Biochemical characterisation of the catalytic domain of neuropathy target esterase

Neuropathy target esterase (NTE) is an integral membrane protein found predominantly in neurones. Covalent modification of NTE's active site serine, by certain organophosphates (OPs), results in a neurodegenerative syndrome. NTE's physiological substrate is unknown and its catalytic activity does not seem to be vital in the adult animal.;The enzyme domain of human NTE (residues 727-1216), called NEST, was expressed in E. coli and reacted with a carboxyl ester substrate and OP inhibitors the same as native NTE. During purification catalytic activity was lost, but was restored by reconstitution into the liposomes. Site-directed mutagenesis revealed that S966, D960 and D1086 were critical for catalysis. Mutation of two histidines, H860 and H885, also resulted in a loss of activity. Reacting NEST with [3H]diisopropylfluorophosphate, confirmed S966 as the active site serine and showed that an isopropyl group is transferred to an aspartate residue.;Standard hydropathy analysis predicts no membrane-spanning helices in NEST; however, biochemical evidence indicated that NEST is an integral membrane protein.
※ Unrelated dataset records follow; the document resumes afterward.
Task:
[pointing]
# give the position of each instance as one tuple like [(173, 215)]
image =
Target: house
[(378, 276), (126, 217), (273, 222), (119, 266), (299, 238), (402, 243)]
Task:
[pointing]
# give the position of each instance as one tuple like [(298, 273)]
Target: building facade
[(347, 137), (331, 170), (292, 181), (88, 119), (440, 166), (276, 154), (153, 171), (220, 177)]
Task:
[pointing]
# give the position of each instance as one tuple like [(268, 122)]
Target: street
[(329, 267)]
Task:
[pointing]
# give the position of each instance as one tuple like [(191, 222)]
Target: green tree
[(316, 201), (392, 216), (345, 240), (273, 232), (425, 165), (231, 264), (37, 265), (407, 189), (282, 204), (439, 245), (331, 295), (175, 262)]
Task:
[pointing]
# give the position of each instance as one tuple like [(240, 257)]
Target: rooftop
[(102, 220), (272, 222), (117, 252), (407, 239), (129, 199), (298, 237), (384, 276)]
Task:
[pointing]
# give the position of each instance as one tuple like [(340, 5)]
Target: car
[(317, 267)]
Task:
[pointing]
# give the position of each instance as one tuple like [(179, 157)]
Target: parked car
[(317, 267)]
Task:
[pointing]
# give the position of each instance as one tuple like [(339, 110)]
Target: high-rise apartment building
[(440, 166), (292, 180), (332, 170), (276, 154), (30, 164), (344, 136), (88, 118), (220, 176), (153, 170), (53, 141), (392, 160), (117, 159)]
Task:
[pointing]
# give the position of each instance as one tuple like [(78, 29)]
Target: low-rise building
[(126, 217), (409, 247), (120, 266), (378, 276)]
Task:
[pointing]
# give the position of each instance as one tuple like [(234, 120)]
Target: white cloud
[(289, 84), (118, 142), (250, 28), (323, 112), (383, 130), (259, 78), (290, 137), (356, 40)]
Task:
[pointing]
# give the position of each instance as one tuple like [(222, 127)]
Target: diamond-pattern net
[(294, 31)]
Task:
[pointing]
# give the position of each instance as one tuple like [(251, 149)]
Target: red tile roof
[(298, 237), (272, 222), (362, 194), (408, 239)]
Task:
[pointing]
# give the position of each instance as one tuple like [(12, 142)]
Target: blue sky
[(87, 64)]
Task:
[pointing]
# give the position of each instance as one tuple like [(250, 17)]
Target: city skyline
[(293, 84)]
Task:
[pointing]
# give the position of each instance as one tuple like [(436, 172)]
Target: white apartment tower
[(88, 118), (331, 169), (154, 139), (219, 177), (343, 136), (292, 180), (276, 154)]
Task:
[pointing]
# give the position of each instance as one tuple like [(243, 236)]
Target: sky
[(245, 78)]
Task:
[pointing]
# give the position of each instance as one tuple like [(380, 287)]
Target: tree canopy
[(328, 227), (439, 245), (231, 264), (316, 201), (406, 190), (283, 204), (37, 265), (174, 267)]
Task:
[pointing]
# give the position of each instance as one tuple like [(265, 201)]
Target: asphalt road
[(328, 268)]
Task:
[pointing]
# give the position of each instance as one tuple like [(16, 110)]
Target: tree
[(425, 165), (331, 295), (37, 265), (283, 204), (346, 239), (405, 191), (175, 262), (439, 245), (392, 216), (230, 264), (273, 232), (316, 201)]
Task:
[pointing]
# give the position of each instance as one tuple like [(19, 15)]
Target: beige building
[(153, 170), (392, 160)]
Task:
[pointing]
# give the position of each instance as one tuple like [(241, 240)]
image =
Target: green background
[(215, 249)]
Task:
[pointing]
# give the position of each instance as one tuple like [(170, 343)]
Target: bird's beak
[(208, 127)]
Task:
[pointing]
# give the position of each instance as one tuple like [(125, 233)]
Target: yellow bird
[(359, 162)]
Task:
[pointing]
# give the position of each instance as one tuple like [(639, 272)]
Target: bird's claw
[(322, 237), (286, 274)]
TMpred analysis, on the other hand, predicts three transmembrane helices (TM2-4), with S966 at the centre of TM4. For S966 to be located within the membrane, TM4 would need to line the lumen of an aqueous pore to allow access of water for catalysis. Patch clamp studies on NEST-containing giant liposomes indicated that NEST forms a pore in vitro, while other experiments demonstrated that NEST monomers are catalytically active: this raises the possibility that NEST forms a -barrel structure in the membrane.